National Museum Wales purchases John Piper collection
A major collection of works by the artist John Piper has been acquired by the National Museum Wales. Now on display at the Museum in Cardiff, I took the opportunity to view these last weekend.
Although hailing from Epsom in Surrey, Piper (1903-92) spent many years painting the mountains, valleys and rivers of Wales. The John Piper collection, bought from a private collector with links to Wales, is worth close to £1m and has been paid for with contributions from the Heritage Lottery Fund, the Derek Williams Trust and the Art Fund. The works were previously exhibited at the museum in 2012 while still under private ownership. Proving popular then it has been decided that it is important to add them to the representation of Piper’s work in the national collection.

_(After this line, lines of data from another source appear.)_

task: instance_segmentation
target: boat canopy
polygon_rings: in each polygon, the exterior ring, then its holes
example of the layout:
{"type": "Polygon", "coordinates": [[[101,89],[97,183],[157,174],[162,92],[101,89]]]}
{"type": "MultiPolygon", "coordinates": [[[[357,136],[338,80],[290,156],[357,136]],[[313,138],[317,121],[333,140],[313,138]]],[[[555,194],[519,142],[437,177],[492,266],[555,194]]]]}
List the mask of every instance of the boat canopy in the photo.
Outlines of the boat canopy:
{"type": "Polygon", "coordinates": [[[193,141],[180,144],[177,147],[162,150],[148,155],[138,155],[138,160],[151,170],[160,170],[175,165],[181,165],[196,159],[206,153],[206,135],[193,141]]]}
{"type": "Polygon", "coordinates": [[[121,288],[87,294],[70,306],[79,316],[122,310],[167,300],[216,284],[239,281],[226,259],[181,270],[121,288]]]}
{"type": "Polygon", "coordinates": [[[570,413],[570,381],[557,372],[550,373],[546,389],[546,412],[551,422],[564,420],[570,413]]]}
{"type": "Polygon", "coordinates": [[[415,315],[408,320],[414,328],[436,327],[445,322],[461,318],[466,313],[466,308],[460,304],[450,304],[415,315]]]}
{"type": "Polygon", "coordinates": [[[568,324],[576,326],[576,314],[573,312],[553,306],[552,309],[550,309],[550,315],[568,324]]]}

Piper's first major painting trip to Wales occurred in 1936, shortly after marrying his second wife Myfanwy. He visited Pembrokeshire and West Wales then, but returned during the 1940s. In 1943 he was commissioned by the War Artists Advisory Committee to record the interior of the quarry at Blaenau Ffestiniog, where many valuable artworks were stored to avoid damage during London’s blitz. This current collection is mostly of landscapes in Snowdonia with titles such as Rocks at Capel Curig, Rock Formations and The Rise of the Dovey. They are often brooding and atmospheric and not dissimilar to some of Turner’s work of over 100 years earlier.
See them in the Contemporary Art gallery at the Museum as part of an exhibition inspired by Wales's folklore and landscape, including works by Graham Sutherland and a film of Allen Ginsberg’s lengthy poem ‘Wales Visitation’.